I have noticed that the tv planner shows that although next week is the last GW as such it doesn't disappear there must be something following at 8.30 on Fridays -probably some specials.


almost every visit up the allotment in the last good few weeks iv been on mi tod, nobody in sight and iv come to  love it, iv named the allotment as a 2 allotment,, it seems a lot of people agree? they find it 2wet ,2hot,2cold,2busy,2hard, they really don't know what there missing ,Wellies on, mug of coffee, sat in front of mi little pond planning  for next year, nature allover the place,absolute heaven,   but must get some welly inserts my feet are starting to feel the cold a bit even with mi thermal socks  on, so good luck all and as i speak the suns gone and rain has arrived

good luck all


flowering rose

you are right,gardening in winter may not be that exciting,but its lovely to get out and sweep the leaves ,mess about tiding up the shed and general things,to feel the seasons,the cold hands with a hot mug of tea ,always something to do or plan.

Caz W

Alan & Rose - I quite agree and the best thing of all is that you have to stop and come in around 4 when it starts getting dark .

chilli lover

Caz/Rose - just come in myself for a nice cup of tea! After the last 2 weekends away I have spent an hour today bringing in most of the remaining tomatoes from he greenhouse, emptying pots and about 4 hours raking leaves. I have loved it!

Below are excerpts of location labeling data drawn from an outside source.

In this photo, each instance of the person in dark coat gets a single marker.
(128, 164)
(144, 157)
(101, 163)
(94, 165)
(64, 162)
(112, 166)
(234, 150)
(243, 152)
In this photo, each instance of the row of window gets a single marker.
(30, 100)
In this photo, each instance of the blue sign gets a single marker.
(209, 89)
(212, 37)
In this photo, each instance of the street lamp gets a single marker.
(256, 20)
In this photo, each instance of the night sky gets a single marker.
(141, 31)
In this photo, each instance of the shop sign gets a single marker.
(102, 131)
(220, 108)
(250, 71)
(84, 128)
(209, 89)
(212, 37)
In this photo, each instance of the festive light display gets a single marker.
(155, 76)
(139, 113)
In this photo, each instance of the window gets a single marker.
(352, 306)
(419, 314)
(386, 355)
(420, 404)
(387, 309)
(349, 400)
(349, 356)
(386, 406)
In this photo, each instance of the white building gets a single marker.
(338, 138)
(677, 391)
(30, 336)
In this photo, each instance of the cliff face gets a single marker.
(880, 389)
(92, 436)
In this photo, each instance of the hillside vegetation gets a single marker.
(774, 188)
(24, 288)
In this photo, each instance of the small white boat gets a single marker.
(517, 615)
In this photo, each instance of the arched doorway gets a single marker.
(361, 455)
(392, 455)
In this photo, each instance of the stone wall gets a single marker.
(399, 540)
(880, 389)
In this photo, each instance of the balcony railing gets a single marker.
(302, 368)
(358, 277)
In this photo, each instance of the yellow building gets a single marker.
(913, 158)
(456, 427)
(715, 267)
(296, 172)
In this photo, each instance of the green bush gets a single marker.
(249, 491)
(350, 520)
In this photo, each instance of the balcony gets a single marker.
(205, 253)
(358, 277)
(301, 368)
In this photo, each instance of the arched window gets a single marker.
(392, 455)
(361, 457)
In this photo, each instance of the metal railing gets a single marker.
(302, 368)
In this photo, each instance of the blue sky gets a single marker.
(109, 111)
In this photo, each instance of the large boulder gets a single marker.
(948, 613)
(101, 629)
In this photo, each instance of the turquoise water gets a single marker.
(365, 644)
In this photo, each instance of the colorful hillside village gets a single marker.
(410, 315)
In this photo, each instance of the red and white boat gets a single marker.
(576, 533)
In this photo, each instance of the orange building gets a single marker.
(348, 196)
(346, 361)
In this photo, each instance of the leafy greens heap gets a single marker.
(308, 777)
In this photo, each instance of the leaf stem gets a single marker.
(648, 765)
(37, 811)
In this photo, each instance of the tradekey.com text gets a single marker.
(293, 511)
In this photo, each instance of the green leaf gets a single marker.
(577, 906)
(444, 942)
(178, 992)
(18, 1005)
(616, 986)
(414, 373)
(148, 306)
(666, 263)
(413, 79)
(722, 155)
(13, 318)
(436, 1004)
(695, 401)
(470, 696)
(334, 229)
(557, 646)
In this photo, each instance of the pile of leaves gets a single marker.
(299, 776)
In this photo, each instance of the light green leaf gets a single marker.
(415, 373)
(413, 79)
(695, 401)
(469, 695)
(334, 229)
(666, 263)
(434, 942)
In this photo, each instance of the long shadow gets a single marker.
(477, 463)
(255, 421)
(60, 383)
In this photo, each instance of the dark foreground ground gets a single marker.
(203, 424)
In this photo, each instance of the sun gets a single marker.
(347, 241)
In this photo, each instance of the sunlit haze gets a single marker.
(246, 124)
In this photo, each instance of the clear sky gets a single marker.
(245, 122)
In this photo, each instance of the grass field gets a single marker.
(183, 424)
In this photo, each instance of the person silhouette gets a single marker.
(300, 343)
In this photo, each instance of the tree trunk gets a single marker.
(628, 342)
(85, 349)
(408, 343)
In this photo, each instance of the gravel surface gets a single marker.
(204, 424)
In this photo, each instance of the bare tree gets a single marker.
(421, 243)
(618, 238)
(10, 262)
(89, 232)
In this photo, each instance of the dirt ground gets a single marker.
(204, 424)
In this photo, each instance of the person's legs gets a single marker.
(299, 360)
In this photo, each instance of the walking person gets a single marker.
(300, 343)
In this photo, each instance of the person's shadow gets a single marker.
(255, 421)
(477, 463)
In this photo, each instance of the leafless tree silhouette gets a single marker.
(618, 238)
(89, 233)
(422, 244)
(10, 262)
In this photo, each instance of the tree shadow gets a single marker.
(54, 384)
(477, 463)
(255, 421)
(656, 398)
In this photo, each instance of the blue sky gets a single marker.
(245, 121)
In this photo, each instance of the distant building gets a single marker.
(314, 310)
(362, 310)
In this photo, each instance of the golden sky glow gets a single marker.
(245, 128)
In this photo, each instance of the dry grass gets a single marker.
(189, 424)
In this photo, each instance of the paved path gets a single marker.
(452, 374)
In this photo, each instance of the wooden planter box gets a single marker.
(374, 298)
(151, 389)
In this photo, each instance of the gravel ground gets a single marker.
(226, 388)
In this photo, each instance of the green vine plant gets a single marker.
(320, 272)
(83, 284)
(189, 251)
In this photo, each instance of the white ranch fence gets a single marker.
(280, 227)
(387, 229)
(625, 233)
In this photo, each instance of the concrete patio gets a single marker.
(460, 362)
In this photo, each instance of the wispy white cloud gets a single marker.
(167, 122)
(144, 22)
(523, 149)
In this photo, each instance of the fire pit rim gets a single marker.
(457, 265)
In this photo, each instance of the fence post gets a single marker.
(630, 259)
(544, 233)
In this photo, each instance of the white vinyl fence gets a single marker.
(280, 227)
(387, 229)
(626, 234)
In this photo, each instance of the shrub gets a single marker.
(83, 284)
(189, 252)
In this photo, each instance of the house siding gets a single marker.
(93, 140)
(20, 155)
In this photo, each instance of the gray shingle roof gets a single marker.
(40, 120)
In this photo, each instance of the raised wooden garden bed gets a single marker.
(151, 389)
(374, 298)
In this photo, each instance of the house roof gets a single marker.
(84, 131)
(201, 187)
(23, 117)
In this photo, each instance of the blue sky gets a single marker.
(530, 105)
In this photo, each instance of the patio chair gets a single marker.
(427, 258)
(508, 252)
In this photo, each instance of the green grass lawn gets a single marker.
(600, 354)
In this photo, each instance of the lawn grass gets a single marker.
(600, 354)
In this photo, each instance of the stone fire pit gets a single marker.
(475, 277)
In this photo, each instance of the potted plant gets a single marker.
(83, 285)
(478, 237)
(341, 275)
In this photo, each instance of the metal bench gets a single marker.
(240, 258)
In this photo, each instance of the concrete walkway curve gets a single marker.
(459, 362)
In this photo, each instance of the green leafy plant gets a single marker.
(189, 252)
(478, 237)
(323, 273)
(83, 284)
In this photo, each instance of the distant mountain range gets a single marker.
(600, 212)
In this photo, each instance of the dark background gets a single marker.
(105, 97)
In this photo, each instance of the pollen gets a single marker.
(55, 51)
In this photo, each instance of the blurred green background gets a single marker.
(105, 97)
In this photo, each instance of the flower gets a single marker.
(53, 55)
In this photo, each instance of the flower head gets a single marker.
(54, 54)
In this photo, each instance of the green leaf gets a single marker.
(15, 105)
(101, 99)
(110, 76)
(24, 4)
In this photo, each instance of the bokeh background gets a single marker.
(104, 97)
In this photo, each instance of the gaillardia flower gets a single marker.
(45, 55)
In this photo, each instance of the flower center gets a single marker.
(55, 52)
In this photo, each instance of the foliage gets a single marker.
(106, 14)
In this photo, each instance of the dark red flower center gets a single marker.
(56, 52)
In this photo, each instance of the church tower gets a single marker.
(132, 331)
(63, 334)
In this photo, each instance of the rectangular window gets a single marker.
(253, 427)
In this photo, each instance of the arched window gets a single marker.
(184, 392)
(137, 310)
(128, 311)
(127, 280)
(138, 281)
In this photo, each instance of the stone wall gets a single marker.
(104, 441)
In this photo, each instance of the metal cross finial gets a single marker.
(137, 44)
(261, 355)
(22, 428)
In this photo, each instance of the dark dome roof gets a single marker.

Yakram - sound words. I pine for gardening programmes in winter.

David K wrote (see)

Can't see that there's much to miss really (except Nigel, maybe) know all about putting your leaves in a chicken-wire enclosure, or a plastic bag by now and putting them on a solid path and running over them with your Honda.....Not to mention that priceless annual about using two pieces of wood to lift them - he must think we're still walking around in a loin cloth, with a club in our hands.

I'll certainly not miss him propelling his wheelbarrow around, every Friday!

And that is the problem David with the programme if advice gets repeated -rather like the annual lawn spiking and dressing exercise-that we seem to have been spared this year-we say oh no that again- whereas new gardeners go- crikey that is a great idea I wouldn't have thought of that-bits of wood, using the mower as a vacuum,bagging leaves -simple thanks Monty-

-the usual you can't please etc.................


At least we know that Nigel is alright now after his accident last month,  he's such a love and I miss him already,  hopefully by the time the programme comes back in the spring he will be 100%.

Gary Hobson

I almost fell asleep watching this week's GW. Most of us have seen gathering leaves countless times. Though complete novices may have found this informative.

The title of the thread uses the word Hibernation.

That's what nature does. Nature shuts down for Winter. Gardeners who are gardening with nature will want to do the same.

There are of course some people who want to fight nature. They are determined to keep busy at all costs, and blindly fool themselves into thinking that this is the most exciting time of the gardening year.

Just look at some of the propsals listed in the first topic - 'making plans, organising crop rotation, ordering seeds'. Those are desk jobs. That's not real gardening. You might as well sit inside by a warm fire, playing FarmVille on your computer.

Personally, I don't want to see a series of 20 programs about gathering leaves and shifting snow.


Georg, I was bored too with GW last week. Prob nostalgia....sure it is...but Geoff Hamilton used to "inspire" me with his enthusiasm, his attention to PLANTS, his ideas,etc. I would like a gardening programme for those of us with a bit more than basic knowledge, plant associations, info about new plants, etc. Garden newbies will still find such a programme interesting I think
flowering rose

now that's so cruel,baked hedgehog is full of needles,I think as you pick up the rubbish and feel if there is a lump that might be a rat or hedgehog,I think you ll find the rat will bite and squeal and the hedgehog  might just yawn.alternately you could start with a small pile and chuck stuff on top that you have checked,that way you can have fun with the bonfire  with a nice warm mug of soup to keep you going.